日に数本しか走っていないローカル線の駅を降り、1時間近く歩く。ようやく、二人の実家のある近獏村が見えてくる。村に入ったところで、二人は異様な雰囲気に気付く。桜の実家の近くに来ると、村の皆が集まって何やら騒いでいる。MEと桜は早足でその集団に近づく。
「何かあったんですか?」
「ん?!おお、MEさん。また、神隠しがあったんです!」
「神隠し?」
「ちょっとおまえさん!MEさんは今来たばかりなんだから、順を追って話さないと分からないよ!」
MEに即座に対応した男を、その女房と思われる女がこづく。
「あ..ああ、すいません。
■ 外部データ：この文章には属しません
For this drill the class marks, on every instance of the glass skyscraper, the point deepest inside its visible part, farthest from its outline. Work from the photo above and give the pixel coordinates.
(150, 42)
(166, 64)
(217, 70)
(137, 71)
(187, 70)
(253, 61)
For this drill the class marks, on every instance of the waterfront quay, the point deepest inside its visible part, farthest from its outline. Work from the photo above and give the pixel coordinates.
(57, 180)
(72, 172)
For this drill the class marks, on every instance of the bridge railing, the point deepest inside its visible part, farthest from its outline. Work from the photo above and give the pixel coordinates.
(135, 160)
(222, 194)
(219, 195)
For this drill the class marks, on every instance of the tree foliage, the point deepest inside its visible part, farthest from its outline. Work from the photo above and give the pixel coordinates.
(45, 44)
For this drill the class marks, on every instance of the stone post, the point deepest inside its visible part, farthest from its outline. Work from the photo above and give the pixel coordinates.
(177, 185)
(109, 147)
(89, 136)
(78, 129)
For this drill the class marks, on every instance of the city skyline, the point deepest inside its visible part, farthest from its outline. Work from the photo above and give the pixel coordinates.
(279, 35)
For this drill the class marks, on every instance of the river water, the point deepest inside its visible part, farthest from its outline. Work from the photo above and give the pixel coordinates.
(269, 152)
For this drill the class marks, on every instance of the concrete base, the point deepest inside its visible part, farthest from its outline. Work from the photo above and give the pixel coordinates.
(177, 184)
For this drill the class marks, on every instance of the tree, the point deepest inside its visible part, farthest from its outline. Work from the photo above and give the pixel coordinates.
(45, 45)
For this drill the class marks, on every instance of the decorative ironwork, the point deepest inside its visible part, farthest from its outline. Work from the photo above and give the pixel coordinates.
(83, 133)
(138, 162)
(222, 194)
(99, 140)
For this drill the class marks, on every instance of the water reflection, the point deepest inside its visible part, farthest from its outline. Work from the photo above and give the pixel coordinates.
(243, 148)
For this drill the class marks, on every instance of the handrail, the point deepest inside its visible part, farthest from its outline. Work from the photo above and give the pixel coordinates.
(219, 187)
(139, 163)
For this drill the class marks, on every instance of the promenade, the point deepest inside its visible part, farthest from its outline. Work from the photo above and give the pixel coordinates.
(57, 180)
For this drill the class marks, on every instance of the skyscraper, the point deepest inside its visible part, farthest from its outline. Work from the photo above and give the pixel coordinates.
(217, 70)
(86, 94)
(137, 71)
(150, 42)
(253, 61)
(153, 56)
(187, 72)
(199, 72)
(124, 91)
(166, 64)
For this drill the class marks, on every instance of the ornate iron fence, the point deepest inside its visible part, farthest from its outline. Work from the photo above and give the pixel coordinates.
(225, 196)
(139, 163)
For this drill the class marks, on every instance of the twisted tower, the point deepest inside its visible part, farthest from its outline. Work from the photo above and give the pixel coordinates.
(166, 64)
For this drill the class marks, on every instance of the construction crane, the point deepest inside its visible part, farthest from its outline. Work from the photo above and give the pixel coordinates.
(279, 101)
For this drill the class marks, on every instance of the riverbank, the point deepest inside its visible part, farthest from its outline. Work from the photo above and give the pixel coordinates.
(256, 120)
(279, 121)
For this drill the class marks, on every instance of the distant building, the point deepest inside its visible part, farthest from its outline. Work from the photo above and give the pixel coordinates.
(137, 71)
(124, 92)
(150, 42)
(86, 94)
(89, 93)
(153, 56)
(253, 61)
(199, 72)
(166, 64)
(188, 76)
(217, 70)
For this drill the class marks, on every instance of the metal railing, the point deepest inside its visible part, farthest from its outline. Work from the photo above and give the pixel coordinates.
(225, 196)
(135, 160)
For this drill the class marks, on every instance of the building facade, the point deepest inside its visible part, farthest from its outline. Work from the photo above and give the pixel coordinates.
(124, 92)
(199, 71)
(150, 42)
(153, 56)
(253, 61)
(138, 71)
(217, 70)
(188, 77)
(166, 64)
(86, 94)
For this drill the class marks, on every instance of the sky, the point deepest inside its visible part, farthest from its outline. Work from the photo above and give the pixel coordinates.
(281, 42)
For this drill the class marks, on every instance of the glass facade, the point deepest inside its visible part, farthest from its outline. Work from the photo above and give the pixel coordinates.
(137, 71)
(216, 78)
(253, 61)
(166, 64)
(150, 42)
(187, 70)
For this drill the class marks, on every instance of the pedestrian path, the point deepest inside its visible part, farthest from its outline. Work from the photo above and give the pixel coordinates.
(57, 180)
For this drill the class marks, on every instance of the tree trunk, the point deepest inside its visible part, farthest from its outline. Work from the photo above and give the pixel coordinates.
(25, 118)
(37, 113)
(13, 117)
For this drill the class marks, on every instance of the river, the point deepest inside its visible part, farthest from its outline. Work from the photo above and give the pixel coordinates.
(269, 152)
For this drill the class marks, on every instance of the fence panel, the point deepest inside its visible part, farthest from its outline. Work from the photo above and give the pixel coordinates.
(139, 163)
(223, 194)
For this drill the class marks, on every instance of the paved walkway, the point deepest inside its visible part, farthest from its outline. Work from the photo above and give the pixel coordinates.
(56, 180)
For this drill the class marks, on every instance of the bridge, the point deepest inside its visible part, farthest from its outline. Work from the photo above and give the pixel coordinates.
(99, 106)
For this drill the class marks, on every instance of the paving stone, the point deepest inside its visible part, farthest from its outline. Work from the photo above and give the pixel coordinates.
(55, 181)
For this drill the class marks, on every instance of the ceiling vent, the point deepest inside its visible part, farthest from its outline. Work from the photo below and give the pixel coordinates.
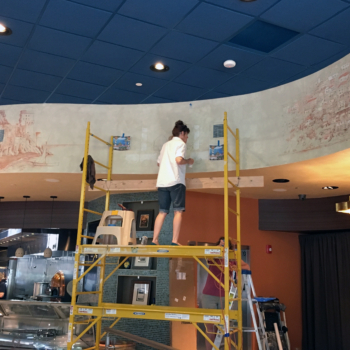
(263, 37)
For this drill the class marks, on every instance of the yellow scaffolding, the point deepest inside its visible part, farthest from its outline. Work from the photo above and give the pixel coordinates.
(154, 312)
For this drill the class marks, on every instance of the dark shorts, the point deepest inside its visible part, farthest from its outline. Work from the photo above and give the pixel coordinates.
(175, 194)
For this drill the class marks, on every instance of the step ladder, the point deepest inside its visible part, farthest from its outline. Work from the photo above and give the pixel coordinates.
(259, 330)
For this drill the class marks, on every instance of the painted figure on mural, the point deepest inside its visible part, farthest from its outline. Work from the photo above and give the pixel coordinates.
(19, 141)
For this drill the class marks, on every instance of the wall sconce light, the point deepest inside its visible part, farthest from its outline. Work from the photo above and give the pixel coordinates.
(343, 207)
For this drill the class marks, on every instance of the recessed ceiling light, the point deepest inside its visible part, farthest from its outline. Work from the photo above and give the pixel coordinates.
(52, 180)
(280, 181)
(229, 64)
(159, 67)
(4, 30)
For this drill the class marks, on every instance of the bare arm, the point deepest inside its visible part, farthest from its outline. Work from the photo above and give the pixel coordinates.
(182, 161)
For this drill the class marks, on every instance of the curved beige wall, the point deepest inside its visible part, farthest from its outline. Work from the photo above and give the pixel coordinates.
(305, 119)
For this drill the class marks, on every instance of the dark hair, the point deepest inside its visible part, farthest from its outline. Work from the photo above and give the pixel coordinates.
(179, 128)
(229, 242)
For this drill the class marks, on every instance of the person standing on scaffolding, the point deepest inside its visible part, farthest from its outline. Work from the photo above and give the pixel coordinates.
(171, 180)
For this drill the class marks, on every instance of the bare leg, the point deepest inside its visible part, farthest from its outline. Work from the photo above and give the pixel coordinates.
(177, 225)
(210, 333)
(158, 226)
実は、5日程前から、若い女の子が行方不明になる事件が続いてまして....今日も一人いなくなって、これで4人目なんです。」
「何ですって?...く..詳しく聞かせて下さい!」
とりあえず、彼らは桜の実家に入り、事の詳細を聞いた。事の起りは5日前、村の若い女の子一人が、村外れの滝の前で思いを寄せる村の男と待ち合わせをしていた。女の子は、30分も早くその場所へ向ったらしいが、男が到着した時には誰も居なかった。それから、1時間経っても一向に女の子は姿を見せない。不安を感じた男は、女の子の家に向ったが、彼女の姿は家には無く、家の者にも確かにその場所へ行くと告げて出掛けたと言うのだ。それから、村の者総出で彼女を探したが、彼女の姿は村の何処にもなかった。山狩りも行ったが、それでも彼女は発見できなかった。この事件を皮切りに、ほぼ毎日、若い女の子が行方不明になっているのである。駅に連絡しても、彼女達は来ていないという話しであった。県警にも連絡して、今日にも大規模な捜索隊が来てくれる様なので、到着次第再度山狩りを行うという話になっていた。
「若い女性ばかり?....」
MEは少し考え込んでいた。何か、頭に引っ掛かっているものがあったからだ。
「最近...それ以外で、村で変わった事は無かったですか?」
「変った事ねえ?........」
男は、しばし腕を組んで考えこんだ。しばらくして、思い出した様に話し始める。
「そういえば....2週間程前から、東京の大学の助教授だという女の人が、ちょくちょく村に来ていろいろ聞いて回ってたな.....」
その言葉を聞いて、MEははっと顔を上げる。